Statins suppress glucose-induced plasminogen activator inhibitor-1 expression by regulating RhoA and nuclear factor-κB activities in cardiac microvascular endothelial cells

The aim of this study was to investigate the possible proinflammatory signaling pathways involved in statin inhibition of glucose-induced plasminogen activator inhibitor-1 (PAI-1) expression in cardiac microvascular endothelial cells (CMECs). Primary rat CMECs were grown in the presence of 5.7 or 23 mmol/L glucose. PAI-1 mRNA and protein expression levels were measured by realtime polymerase chain reaction, Western blotting and enzyme-linked immunosorbent assay, respectively. A pull-down assay was performed to determine RhoA activity.
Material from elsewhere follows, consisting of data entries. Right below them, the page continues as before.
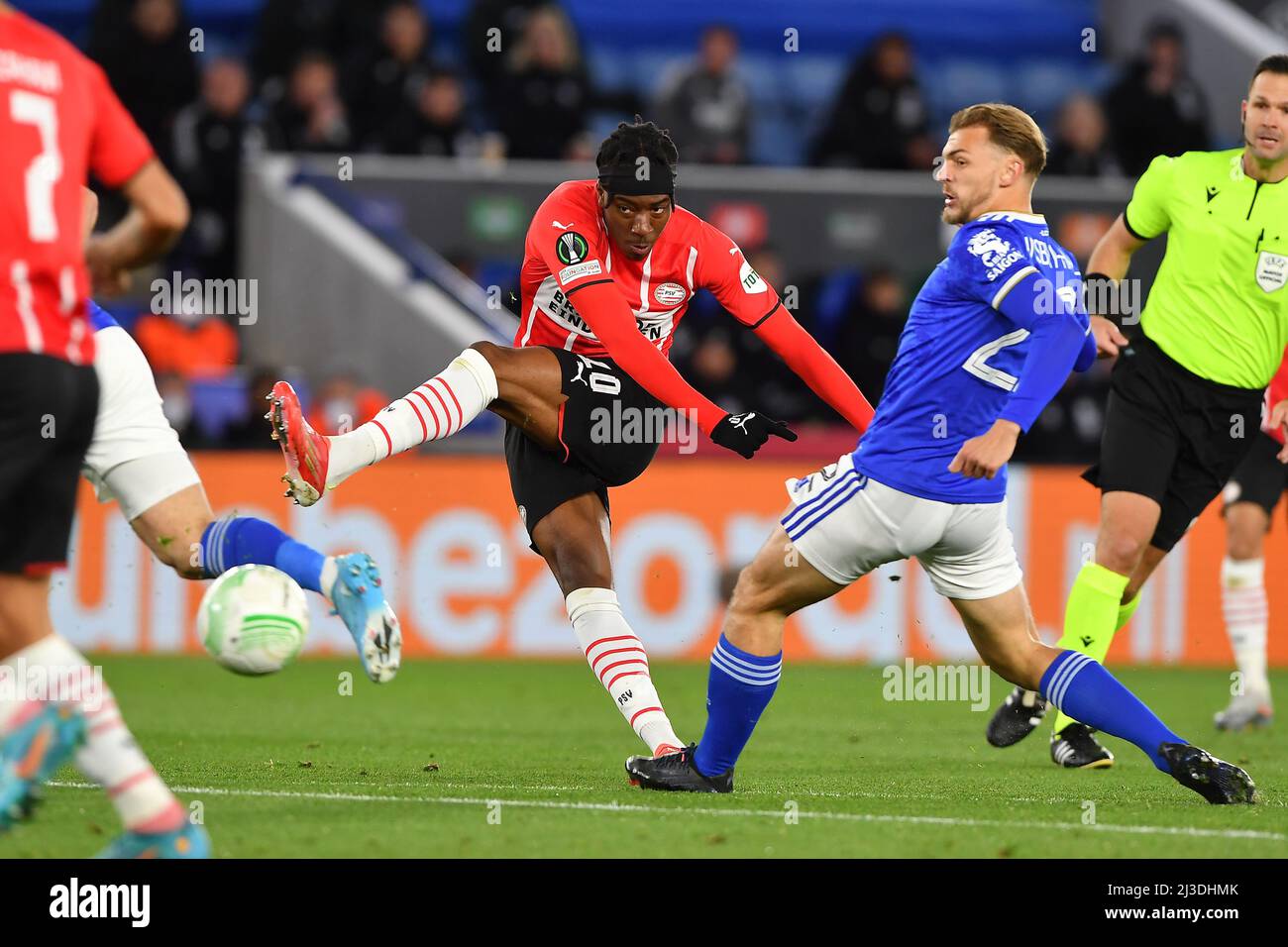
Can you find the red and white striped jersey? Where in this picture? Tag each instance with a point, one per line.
(58, 121)
(568, 247)
(1275, 392)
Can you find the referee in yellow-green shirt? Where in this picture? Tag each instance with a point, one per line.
(1186, 392)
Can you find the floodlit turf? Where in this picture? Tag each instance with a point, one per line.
(478, 758)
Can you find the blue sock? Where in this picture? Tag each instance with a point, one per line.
(738, 690)
(1082, 688)
(241, 540)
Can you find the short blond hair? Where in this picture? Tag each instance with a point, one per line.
(1009, 128)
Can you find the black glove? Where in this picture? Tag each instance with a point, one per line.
(746, 433)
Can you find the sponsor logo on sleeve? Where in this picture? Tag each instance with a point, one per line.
(750, 278)
(1271, 270)
(578, 270)
(571, 248)
(993, 252)
(670, 294)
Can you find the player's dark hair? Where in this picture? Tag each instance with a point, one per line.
(1276, 63)
(638, 140)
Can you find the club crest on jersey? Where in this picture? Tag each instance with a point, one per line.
(670, 294)
(995, 253)
(571, 248)
(1271, 270)
(750, 278)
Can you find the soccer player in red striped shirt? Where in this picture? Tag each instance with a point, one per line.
(59, 120)
(1248, 502)
(609, 266)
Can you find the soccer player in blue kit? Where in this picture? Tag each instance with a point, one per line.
(991, 338)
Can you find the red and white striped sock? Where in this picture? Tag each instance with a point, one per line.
(110, 757)
(1247, 613)
(434, 410)
(617, 657)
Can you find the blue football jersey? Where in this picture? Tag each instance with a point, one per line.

I kappa B alpha protein expression was measured by Western blotting, nuclear factor (NF)-kappa B activation was detected by electrophoretic mobility shift assay and its transcription activity was determined by a dual luciferase reporter gene assay. PAI-1 mRNA and protein expression levels were both increased with high glucose concentrations, but they were significantly suppressed by simvastatin and atorvastatin treatment (P < 0.01) and the effects were reversed by mevalonate (100 mu mol/L) and geranylgeranyl pyrophosphate (10 mu mol/L) but not farnesyl pyrophosphate (10 mu mol/L). Such effects were similar to those of a RhoA inhibitor, C-3 exoenzyme (5 mu g/mL), inhibitors of RhoA kinase (ROCK), Y-27632 (10 mu mol/L) and hydroxyfasudil (10 mu mol/L) and an NF-kappa B inhibitor, BAY 11-7082 (5 mu mol/L). High glucose-induced RhoA and NF-kappa B activations in CMECs were both significantly inhibited by statins (P < 0.01). Simvastatin and atorvastatin equally suppress high glucose-induced PAI-1 expression. These effects of statins may occur partly by regulating the RhoA/ROCK NF-kappa B pathway. The multifunctional roles of statins may be particularly beneficial for patients with metabolic syndrome.